Putting aside, for the moment, things like the Prison Rape Elimination Act of 2003, and also the complex system that decides things like what level of security a particular inmate merits, this trope is common because we all act like people do or don’t “belong” at these facilities—in other words, that the people create the environs, and thus some people are not appropriate for that environment. But it is my professional experience and understanding that actually, things work the other way round—the environs create the people, and repeated exposure to trauma makes people behave in more traumatizing ways. If a facility has a reputation for being utterly unsafe, whose fault is that, ultimately? Statistically speaking, the inmates are generally the same demographics in each jurisdiction; the thing that is different is the policy set and enforced by the facility itself.

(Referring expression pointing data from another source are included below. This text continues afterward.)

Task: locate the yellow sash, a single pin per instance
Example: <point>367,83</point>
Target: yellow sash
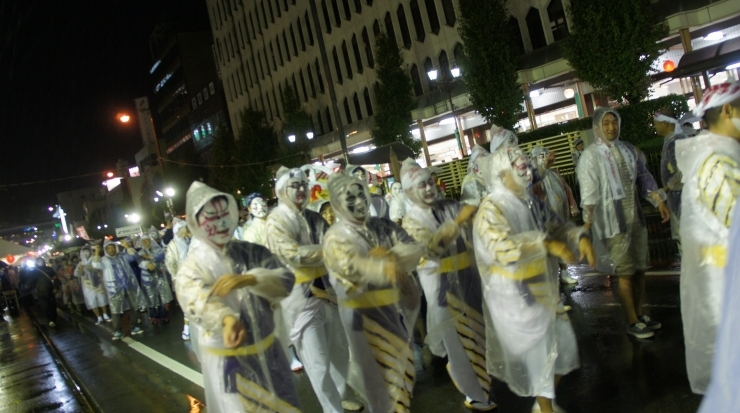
<point>714,255</point>
<point>373,299</point>
<point>457,262</point>
<point>524,271</point>
<point>307,274</point>
<point>249,350</point>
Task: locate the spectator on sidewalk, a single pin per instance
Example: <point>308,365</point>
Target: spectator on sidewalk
<point>612,174</point>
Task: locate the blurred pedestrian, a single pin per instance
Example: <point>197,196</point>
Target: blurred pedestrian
<point>710,163</point>
<point>612,174</point>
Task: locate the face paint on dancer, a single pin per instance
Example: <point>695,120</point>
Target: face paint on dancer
<point>215,222</point>
<point>258,208</point>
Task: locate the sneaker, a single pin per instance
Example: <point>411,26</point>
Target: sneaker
<point>652,325</point>
<point>566,278</point>
<point>479,406</point>
<point>352,406</point>
<point>640,330</point>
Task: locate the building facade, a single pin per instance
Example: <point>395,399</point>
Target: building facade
<point>323,49</point>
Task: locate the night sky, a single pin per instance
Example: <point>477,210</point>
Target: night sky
<point>67,67</point>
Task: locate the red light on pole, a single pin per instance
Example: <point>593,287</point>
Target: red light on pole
<point>669,66</point>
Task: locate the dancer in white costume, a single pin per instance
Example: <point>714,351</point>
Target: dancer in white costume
<point>711,166</point>
<point>311,315</point>
<point>255,230</point>
<point>177,250</point>
<point>370,262</point>
<point>517,238</point>
<point>154,280</point>
<point>226,289</point>
<point>93,288</point>
<point>556,193</point>
<point>451,284</point>
<point>473,185</point>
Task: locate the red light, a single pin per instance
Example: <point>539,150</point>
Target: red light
<point>669,66</point>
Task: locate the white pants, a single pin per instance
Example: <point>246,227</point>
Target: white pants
<point>323,350</point>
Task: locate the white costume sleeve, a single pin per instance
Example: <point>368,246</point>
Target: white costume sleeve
<point>194,286</point>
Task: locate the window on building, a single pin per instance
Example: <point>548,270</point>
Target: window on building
<point>356,51</point>
<point>303,85</point>
<point>347,64</point>
<point>310,81</point>
<point>416,81</point>
<point>516,35</point>
<point>432,14</point>
<point>536,31</point>
<point>368,102</point>
<point>335,8</point>
<point>449,9</point>
<point>428,66</point>
<point>418,22</point>
<point>347,112</point>
<point>336,65</point>
<point>287,49</point>
<point>368,48</point>
<point>358,109</point>
<point>405,35</point>
<point>300,35</point>
<point>389,30</point>
<point>308,29</point>
<point>329,125</point>
<point>327,21</point>
<point>319,78</point>
<point>558,24</point>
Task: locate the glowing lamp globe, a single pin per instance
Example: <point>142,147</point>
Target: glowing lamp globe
<point>669,66</point>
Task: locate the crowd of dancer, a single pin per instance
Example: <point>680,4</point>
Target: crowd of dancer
<point>342,287</point>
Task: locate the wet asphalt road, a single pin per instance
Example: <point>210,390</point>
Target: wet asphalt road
<point>618,373</point>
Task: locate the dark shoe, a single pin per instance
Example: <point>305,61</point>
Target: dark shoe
<point>640,330</point>
<point>652,325</point>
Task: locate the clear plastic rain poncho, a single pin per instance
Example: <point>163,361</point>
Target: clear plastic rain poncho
<point>709,163</point>
<point>91,279</point>
<point>609,202</point>
<point>528,342</point>
<point>552,188</point>
<point>473,185</point>
<point>310,312</point>
<point>177,248</point>
<point>378,306</point>
<point>450,281</point>
<point>254,377</point>
<point>120,280</point>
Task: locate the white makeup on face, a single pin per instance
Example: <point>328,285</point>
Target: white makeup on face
<point>258,207</point>
<point>521,172</point>
<point>212,219</point>
<point>296,190</point>
<point>396,188</point>
<point>427,191</point>
<point>355,202</point>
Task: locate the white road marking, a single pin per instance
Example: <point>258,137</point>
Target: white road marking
<point>668,272</point>
<point>182,370</point>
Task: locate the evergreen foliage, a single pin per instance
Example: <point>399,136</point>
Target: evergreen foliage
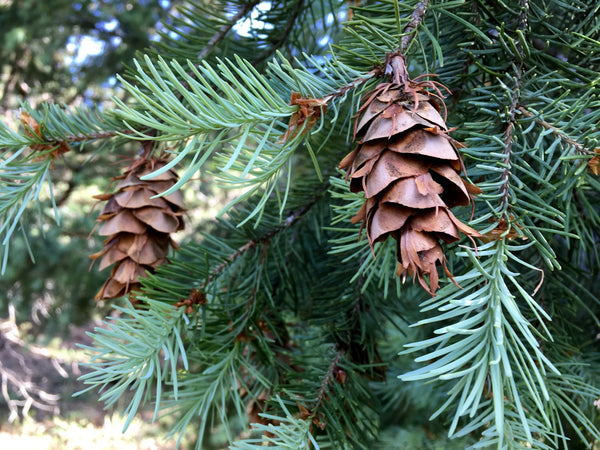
<point>281,327</point>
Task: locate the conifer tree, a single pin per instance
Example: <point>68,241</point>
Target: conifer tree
<point>471,129</point>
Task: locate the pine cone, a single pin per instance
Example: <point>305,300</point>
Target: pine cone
<point>409,169</point>
<point>138,226</point>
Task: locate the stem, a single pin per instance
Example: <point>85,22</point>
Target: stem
<point>288,222</point>
<point>410,30</point>
<point>556,132</point>
<point>514,106</point>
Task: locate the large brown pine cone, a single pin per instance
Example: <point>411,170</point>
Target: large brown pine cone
<point>138,227</point>
<point>409,169</point>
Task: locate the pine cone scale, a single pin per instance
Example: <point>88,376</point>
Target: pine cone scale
<point>138,225</point>
<point>409,169</point>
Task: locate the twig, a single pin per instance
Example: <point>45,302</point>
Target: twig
<point>288,222</point>
<point>410,30</point>
<point>333,365</point>
<point>556,132</point>
<point>510,125</point>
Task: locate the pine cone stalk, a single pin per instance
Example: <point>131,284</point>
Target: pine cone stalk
<point>409,168</point>
<point>138,227</point>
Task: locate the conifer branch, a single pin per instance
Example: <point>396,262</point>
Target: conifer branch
<point>579,148</point>
<point>327,380</point>
<point>410,30</point>
<point>252,243</point>
<point>512,121</point>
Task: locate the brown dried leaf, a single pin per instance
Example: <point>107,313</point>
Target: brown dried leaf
<point>111,289</point>
<point>394,120</point>
<point>130,180</point>
<point>455,192</point>
<point>429,113</point>
<point>419,192</point>
<point>148,251</point>
<point>136,197</point>
<point>389,167</point>
<point>424,143</point>
<point>127,272</point>
<point>158,219</point>
<point>387,218</point>
<point>594,163</point>
<point>112,255</point>
<point>436,221</point>
<point>348,160</point>
<point>123,222</point>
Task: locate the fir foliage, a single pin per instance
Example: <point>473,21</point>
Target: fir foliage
<point>281,327</point>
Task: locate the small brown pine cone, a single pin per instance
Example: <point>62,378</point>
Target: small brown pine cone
<point>138,227</point>
<point>409,169</point>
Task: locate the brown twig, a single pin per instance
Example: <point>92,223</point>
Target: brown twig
<point>252,243</point>
<point>510,125</point>
<point>410,30</point>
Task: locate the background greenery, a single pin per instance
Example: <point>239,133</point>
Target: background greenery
<point>301,321</point>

This trope comes from an unspoken collective understanding that white, wealthy people never “belong” at these facilities, and that poor people and people of color do—it’s no coincidence that the former agent in this show is a wealthy white male. The trope comes from an understanding that some people are on the same side as law enforcement, despite being convicted of a crime, and some people are inherently on the other side, and usually the uniting or dividing line is related to some form of privilege which the system and individual defendants do or do not share. The trope also comes from an understanding that people who go to state prison are all little better than animals; that anyone who lands in that system must “belong” there and that no one who belongs there is worth much—not even worth an assurance that crimes will be noticed or prosecuted if they are victimized while in state custody. It’s a racist, classist trope designed to keep you from looking at the fact that the system is aware of itself and *intentionally looking the other way*; it’s designed to keep you from noticing that the system benefits from this structure.
This trope is important to discuss, even though it is being used in fiction, because it reflects real-life understanding of prisons and who populates them. The show is just a funhouse mirror for actual prison policy—if prison rape weren’t something “everybody knows” happens in real life, the show wouldn’t have the fertile ground for the trope. It’s playing on viewer assumptions, and that means it needs to be discussed even though the trope itself was used in fiction. It’s not “just a show,” and we need to be talking about it more.